Relations août 2013

Libérer l'imagination

Gerardo Aiquel

Brésil : une avancée pour les aides domestiques

L’auteur est responsable du dossier des droits humains en Amérique latine à L’Entraide missionnaire

Le gouvernement de Dilma Roussef est passé à l’action pour améliorer les conditions d’embauche et de travail des travailleuses domestiques.

En Amérique latine, il est courant de trouver des aides domestiques, en majorité des femmes, qui font la cuisine, le ménage et s’occupent des enfants dans les maisons de la classe moyenne. Paysannes, femmes autochtones ou noires, le plus souvent analphabètes et mal payées, elles sont issues des couches les plus pauvres et marginalisées de la population. Elles peuvent passer des années au sein d’une famille et travailler de longues journées, avec peu de temps libre pour visiter les leurs. En somme, les conditions de travail sont plus près de celles décrites dans un roman de Dickens que de celles des telenovelas brésiliennes dans lesquelles l’héroïne, une domestique, tombe amoureuse du patron, finit par le marier et par vivre heureuse.

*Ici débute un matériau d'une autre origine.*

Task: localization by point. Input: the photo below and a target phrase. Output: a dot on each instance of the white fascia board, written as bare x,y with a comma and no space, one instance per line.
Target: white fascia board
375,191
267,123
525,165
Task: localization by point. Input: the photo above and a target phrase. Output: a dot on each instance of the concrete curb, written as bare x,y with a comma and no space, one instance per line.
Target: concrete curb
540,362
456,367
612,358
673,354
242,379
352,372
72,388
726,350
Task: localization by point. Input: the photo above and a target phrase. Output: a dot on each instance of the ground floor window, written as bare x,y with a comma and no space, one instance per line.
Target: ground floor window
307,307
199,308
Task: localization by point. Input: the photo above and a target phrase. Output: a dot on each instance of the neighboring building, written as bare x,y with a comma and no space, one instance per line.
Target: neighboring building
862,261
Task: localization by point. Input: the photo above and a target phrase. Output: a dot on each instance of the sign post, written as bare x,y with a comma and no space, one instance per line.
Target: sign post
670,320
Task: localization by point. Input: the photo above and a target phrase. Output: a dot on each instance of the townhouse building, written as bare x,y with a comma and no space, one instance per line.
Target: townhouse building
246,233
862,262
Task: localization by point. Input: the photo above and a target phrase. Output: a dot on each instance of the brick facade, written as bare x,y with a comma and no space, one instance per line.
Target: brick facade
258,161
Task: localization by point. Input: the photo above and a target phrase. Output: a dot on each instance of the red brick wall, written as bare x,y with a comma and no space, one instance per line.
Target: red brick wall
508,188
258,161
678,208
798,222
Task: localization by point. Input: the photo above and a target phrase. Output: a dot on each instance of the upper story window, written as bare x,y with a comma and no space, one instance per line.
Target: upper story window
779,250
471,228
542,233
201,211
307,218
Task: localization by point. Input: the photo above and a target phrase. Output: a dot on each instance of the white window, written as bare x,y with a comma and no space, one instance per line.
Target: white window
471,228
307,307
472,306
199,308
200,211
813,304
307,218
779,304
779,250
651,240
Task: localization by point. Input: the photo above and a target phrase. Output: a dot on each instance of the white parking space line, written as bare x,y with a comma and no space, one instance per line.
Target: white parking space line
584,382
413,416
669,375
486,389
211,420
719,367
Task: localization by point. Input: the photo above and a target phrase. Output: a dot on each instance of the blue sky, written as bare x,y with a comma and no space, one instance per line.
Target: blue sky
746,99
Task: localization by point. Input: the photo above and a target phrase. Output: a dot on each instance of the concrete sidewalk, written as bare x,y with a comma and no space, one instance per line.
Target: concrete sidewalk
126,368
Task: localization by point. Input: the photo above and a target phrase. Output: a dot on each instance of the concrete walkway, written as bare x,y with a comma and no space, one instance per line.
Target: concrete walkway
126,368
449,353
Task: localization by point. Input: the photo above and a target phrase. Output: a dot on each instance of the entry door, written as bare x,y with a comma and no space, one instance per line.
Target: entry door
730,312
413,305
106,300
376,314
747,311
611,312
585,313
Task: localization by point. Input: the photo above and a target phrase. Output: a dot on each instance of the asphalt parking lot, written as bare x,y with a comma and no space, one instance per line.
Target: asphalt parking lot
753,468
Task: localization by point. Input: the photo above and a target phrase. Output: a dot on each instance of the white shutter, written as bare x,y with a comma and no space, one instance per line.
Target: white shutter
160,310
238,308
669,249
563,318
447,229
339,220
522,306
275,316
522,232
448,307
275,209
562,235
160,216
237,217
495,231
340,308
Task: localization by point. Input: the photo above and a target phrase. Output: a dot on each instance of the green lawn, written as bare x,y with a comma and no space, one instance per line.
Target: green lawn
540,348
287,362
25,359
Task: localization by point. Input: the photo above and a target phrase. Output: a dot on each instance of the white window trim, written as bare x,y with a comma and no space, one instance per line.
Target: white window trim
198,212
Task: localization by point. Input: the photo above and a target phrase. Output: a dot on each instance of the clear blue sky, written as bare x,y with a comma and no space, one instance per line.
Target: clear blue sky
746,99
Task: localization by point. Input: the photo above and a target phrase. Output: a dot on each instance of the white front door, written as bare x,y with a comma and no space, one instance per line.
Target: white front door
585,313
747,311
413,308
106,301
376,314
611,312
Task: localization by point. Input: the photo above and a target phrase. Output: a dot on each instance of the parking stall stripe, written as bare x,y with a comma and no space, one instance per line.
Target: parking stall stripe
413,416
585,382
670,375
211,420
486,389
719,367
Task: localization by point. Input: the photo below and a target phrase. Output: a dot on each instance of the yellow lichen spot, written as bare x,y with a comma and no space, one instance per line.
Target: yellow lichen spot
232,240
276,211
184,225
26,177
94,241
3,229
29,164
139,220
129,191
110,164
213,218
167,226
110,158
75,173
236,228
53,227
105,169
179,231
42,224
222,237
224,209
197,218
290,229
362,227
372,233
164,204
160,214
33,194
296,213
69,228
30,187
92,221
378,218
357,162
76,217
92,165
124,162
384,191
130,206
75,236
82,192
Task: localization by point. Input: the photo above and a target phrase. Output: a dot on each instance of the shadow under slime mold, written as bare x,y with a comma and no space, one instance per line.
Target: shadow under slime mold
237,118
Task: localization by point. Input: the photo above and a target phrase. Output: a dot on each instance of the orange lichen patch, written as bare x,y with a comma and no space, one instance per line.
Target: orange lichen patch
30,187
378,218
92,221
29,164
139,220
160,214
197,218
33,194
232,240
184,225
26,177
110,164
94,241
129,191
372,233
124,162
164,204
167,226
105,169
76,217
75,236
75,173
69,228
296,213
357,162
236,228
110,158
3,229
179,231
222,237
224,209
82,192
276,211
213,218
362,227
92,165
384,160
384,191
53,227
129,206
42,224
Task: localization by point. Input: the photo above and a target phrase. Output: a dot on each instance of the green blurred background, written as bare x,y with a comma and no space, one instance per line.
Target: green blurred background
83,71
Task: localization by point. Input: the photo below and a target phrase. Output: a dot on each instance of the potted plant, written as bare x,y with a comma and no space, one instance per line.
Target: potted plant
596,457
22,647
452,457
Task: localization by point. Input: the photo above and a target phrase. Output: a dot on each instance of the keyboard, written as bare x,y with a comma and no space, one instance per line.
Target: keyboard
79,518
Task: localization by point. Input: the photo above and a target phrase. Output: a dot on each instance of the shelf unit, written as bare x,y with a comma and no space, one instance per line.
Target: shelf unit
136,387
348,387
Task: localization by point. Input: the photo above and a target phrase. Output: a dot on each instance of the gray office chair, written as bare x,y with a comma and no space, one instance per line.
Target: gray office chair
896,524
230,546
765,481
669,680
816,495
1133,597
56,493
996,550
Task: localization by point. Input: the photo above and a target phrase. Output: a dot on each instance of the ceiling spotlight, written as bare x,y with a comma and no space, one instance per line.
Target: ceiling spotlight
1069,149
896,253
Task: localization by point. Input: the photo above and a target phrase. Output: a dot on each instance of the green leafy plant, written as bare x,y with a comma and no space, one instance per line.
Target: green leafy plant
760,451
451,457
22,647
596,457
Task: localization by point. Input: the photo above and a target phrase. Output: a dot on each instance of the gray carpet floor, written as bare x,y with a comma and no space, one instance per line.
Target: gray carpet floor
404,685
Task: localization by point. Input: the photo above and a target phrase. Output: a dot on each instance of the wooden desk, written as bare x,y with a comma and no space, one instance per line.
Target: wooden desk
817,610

Le travail domestique est toujours resté dans la sphère privée, pratiquement invisible, exercé le plus souvent dans des conditions exécrables. De plus, la difficulté d’organiser des syndicats ou des associations de travailleuses domestiques limite depuis longtemps leur capacité de faire respecter leurs droits.
 
Selon une étude de l’Organisation internationale du travail, réalisée dans 117 pays, les femmes représentent 92,6 % de la main-d’œuvre domestique au Brésil. Le pays compte 7,2 millions de travailleuses domestiques; 45 % d’entre elles n’avaient droit ni à une journée de congé durant la semaine, ni aux jours fériés rémunérés et encore moins à un congé de maternité. L’étude signale également qu’une bonne partie de ces travailleuses étaient mineures.
 
Mais les choses sont en train de changer sous le gouvernement de Dilma Roussef, du Parti des travailleurs. Afin de rendre le travail domestique plus humain, le gouvernement a réussi à proposer des changements législatifs importants, avec l’appui d’une grande majorité des parlementaires. Le 2 avril dernier, le Congrès national brésilien a adopté un amendement constitutionnel concernant l’article 7 de la Constitution de 1988 touchant aux droits du travail, dont étaient exclus les travailleurs et les travailleuses domestiques. La sénatrice Lídice da Mata, du Parti socialiste brésilien, a salué l’adoption en ces termes : « elle répond au besoin de modernisation de la société brésilienne, notamment celui de garantir les droits de ceux qui en étaient privés : presque huit millions de travailleurs et travailleuses domestiques du Brésil » (<adital.com.br>, 13 mars 2013).
 
Ces travailleuses et ces travailleurs ont dorénavant les droits suivants : la durée d’une journée de travail ne peut dépasser huit heures et la semaine de travail, 44 heures; une augmentation de 50 % du taux horaire est prévue pour chaque heure supplémentaire travaillée; les risques inhérents à leur travail sont réduits grâce à de nouvelles normes de santé, d’hygiène et de sécurité. De plus, la discrimination salariale en raison du sexe, de l’âge ou de l’état civil est désormais interdite, de même que celle visant l’exclusion des personnes atteintes de déficiences (intellectuelles ou physiques). Aucun travail nocturne, dangereux ou dans des conditions d’insalubrité n’est permis pour les moins de 18 ans, et l’embauche de mineurs sera proscrite, sauf en tant qu’apprentis et seulement à partir de 14 ans.
 
Si la réaction a été positive parmi les groupes de défense des droits et de lutte pour la justice sociale, la réaction de la droite a été négative. Sans doute a-t-elle peur de se retrouver sans domestiques au prochain réveillon de Noël!